Día 3, 12:15 PM.
Sede Vaticana,
Roma, Italia.
Los técnicos instalaron cuatro máquinas en la ciudad. Dos se encargarían de escanear los documentos del Archivo Secreto y las otras dos harían lo mismo con los libros y manuscritos.
Luigi Cervini observó cómo los libros eran introducidos en las máquinas y como estas con un movimiento suave, pero rápido, comenzaban su trabajo. En el último día la escabechina de libros destruidos había ido en aumento. Un 29% se había perdido para siempre. Lo mismo sucedía en diócesis de todo el mundo, aunque el caso más preocupante era el de España y Polonia, donde apenas una máquina se tenía que hacer cargo de todos los libros religiosos del país.
El archivero se acercó a Luigi y con los brazos cruzados comenzó a increparle.
—Está vendiendo nuestro patrimonio a una empresa americana dirigida por dos mujeres impías. —Desconozco la fe de las fundadoras de GoodLife, pero nos han facilitado los equipos apenas a coste cero —dijo Luigi sin alterarse. —Los archivos vaticanos únicamente los pueden leer personas autorizadas y ahora estarán en la red. —La empresa guarda y protege los contenidos, ni ellos mismo pueden acceder a ellos —le explicó Luigi.
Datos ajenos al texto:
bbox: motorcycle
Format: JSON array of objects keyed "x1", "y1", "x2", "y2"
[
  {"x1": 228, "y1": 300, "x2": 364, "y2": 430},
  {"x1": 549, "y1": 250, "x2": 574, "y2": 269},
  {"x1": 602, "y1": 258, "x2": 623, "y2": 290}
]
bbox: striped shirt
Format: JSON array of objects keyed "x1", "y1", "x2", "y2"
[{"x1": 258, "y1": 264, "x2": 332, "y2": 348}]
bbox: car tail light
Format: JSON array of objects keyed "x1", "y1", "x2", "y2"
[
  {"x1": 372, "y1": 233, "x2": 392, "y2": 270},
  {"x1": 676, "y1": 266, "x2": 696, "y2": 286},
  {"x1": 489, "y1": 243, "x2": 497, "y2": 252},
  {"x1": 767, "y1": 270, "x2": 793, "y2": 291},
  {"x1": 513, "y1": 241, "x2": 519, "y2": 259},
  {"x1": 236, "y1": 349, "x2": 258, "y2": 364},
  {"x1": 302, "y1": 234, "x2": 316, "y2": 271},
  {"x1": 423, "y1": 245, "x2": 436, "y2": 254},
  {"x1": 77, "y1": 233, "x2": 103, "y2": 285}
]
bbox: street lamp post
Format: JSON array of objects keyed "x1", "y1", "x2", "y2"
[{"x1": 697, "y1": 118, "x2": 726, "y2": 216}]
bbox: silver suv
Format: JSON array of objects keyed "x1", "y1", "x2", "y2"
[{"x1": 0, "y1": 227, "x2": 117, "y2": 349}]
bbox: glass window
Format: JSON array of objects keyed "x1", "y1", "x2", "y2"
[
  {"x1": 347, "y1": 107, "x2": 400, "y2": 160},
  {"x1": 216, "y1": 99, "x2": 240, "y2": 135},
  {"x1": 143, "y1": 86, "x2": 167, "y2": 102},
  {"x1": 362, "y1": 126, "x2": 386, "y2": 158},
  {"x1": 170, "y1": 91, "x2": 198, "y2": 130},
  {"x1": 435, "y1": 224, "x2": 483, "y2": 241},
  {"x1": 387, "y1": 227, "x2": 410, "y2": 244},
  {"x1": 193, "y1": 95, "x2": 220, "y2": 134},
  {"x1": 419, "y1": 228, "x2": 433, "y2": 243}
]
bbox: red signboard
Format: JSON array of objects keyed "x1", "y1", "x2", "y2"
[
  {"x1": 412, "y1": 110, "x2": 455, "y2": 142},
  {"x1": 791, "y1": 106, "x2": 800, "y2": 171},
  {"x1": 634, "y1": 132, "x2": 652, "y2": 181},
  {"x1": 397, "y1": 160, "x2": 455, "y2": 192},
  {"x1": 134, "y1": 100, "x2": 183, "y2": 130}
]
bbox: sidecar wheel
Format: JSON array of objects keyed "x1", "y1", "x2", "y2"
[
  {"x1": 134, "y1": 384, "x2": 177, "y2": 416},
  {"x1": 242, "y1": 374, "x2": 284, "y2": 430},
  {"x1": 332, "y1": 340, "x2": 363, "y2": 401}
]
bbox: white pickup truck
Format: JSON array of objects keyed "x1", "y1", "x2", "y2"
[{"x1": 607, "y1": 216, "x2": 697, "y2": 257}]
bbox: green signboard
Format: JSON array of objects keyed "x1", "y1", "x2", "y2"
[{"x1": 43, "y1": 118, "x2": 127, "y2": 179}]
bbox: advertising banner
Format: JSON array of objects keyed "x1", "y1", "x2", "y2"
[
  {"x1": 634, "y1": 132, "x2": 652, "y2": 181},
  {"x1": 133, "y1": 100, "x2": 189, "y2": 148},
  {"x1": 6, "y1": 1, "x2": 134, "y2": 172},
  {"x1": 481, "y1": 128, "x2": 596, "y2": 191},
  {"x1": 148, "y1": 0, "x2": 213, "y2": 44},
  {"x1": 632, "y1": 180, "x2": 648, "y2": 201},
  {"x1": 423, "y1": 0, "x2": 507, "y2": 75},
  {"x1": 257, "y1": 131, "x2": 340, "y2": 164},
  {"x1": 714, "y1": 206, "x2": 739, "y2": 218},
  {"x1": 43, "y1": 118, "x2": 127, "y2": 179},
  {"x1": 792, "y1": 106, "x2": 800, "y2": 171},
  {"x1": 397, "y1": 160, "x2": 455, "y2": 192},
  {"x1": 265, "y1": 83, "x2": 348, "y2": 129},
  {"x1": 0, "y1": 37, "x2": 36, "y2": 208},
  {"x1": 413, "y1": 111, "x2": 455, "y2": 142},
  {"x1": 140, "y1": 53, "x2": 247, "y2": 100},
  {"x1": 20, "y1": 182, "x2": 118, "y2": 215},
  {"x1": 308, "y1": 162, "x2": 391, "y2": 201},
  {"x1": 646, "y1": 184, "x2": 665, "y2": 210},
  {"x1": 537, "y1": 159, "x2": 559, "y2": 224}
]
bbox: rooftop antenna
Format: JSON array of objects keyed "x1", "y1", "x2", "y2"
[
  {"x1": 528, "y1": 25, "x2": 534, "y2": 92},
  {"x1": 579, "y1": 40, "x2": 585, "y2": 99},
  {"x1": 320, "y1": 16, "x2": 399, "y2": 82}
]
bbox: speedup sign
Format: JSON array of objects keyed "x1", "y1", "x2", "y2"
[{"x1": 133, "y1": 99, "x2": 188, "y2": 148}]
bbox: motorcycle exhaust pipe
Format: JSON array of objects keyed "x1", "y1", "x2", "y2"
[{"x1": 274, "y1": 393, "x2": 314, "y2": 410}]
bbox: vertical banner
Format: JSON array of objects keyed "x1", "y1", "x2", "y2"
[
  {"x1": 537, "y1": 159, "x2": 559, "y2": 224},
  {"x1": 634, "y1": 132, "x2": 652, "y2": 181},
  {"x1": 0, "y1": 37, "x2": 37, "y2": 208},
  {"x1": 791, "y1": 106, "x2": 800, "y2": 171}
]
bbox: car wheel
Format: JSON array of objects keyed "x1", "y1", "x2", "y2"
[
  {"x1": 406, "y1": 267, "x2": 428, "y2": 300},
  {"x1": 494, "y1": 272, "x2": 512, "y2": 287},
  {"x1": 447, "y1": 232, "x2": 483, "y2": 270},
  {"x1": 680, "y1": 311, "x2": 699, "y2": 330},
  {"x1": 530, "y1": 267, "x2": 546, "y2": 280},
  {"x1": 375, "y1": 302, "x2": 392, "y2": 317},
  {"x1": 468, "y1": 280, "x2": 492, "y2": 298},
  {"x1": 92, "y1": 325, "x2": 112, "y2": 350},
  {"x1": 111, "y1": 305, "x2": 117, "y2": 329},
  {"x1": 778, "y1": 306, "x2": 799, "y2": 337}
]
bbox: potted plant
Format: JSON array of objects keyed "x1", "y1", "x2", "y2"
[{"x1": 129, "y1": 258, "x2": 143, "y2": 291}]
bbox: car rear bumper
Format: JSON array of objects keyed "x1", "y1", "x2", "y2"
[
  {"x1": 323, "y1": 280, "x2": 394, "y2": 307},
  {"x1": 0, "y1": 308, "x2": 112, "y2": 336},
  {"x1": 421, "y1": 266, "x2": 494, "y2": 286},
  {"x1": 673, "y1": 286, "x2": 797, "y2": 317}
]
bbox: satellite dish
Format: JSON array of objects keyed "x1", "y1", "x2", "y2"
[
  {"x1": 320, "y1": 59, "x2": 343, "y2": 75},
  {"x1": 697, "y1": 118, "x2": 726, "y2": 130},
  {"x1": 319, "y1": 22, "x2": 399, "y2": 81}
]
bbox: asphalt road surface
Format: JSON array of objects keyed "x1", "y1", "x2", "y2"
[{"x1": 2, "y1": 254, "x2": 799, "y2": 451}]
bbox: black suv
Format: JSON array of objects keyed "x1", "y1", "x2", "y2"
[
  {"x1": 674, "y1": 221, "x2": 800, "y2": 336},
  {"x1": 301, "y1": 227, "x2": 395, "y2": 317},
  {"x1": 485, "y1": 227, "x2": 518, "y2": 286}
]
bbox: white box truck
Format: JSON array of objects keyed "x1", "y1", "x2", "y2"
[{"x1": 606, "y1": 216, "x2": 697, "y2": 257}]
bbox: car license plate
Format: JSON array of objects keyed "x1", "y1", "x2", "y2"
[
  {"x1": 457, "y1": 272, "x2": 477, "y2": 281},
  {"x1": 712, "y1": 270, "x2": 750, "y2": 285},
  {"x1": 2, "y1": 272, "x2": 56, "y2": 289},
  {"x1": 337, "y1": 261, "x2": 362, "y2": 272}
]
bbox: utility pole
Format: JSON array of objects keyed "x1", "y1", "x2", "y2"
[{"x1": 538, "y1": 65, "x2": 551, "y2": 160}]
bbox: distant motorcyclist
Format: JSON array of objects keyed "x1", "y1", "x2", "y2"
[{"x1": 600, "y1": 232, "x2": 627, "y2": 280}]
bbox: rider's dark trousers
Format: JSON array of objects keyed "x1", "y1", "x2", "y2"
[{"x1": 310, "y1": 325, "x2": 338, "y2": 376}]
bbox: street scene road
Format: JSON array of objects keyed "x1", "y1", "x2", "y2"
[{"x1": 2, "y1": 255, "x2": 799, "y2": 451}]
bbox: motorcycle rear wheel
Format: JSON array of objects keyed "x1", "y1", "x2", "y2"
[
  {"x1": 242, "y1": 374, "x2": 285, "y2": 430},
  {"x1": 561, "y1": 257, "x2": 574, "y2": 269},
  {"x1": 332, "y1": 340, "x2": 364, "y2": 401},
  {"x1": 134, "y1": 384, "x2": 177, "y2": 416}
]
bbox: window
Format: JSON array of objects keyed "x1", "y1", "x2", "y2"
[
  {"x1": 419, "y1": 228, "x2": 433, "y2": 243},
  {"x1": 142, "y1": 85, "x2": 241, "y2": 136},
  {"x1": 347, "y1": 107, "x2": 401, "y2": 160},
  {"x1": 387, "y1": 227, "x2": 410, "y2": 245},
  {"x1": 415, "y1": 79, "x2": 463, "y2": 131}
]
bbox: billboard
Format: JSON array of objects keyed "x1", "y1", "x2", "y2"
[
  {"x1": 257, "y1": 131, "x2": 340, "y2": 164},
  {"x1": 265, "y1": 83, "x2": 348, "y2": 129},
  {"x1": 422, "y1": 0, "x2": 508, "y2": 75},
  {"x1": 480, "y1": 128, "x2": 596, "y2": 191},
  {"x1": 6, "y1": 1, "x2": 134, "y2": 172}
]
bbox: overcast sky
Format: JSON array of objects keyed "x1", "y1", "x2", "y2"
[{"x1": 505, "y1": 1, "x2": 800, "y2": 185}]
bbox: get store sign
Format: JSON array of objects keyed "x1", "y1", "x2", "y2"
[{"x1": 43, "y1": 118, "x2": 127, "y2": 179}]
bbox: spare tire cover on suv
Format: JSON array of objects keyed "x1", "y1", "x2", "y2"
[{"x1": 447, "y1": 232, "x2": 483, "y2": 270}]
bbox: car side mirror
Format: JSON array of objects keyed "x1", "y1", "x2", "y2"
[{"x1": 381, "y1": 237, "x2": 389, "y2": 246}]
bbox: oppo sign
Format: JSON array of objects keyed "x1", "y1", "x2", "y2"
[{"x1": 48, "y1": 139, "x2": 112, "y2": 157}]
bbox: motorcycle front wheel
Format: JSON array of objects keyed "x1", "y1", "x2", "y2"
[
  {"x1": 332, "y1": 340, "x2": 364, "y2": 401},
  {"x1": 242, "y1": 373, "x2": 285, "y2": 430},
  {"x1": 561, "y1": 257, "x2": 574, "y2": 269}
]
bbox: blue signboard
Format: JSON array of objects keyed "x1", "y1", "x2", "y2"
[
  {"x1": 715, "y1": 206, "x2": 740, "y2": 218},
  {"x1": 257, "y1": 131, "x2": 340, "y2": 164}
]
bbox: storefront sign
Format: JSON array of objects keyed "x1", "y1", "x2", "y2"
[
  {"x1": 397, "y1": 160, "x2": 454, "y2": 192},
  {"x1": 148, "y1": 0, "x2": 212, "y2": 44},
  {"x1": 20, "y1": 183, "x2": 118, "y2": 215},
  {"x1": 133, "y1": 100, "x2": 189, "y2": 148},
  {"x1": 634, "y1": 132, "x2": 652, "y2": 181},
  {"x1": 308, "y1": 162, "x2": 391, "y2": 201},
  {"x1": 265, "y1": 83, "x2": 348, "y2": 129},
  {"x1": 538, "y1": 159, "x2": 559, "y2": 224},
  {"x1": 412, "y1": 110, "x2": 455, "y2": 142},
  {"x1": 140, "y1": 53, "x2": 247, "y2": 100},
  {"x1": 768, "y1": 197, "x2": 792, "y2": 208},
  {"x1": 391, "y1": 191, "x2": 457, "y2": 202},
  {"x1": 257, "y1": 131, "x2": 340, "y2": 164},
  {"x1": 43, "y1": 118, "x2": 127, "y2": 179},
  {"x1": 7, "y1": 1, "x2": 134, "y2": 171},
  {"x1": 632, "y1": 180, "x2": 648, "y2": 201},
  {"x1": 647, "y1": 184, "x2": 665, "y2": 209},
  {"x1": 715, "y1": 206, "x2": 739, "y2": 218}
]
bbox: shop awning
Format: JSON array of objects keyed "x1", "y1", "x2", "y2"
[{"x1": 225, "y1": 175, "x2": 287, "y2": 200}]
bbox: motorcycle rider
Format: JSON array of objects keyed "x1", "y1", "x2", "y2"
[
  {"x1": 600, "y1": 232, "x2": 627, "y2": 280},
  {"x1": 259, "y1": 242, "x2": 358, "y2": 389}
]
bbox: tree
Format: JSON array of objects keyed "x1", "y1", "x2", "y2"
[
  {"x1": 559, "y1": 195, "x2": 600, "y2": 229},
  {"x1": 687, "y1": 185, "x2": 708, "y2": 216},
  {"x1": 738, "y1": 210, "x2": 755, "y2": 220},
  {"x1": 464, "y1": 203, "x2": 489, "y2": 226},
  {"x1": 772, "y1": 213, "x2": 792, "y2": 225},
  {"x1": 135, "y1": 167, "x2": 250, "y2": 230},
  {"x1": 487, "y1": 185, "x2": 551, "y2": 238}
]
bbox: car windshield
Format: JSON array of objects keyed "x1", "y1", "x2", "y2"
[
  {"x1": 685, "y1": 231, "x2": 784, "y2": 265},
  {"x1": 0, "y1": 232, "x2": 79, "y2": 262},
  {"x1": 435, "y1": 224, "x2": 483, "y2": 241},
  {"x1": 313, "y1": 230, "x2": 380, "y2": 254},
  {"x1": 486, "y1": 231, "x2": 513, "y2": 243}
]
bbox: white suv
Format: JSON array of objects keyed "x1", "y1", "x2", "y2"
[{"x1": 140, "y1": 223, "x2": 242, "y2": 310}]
—¿Y se cree esas patrañas? Hay documentos que es mejor que desaparezcan antes de que salgan a la luz, hemos protegido a la Iglesia durante siglos, no podemos exponerlos a la opinión pública o vivir bajo la amenaza de una compañía secular —dijo el archivero. —Le repito que los libros están protegidos y no serán accesibles a nadie. —Particularmente no daré ciertos documentos, prefiero que se evaporen —dijo el archivero. —Pero el Papa ordenó que se protegieran todos los documentos. —Lo siento, pero no voy a perjudicar a la Iglesia aunque lo ordene el propio San Pedro —dijo el archivero mientras se marchaba.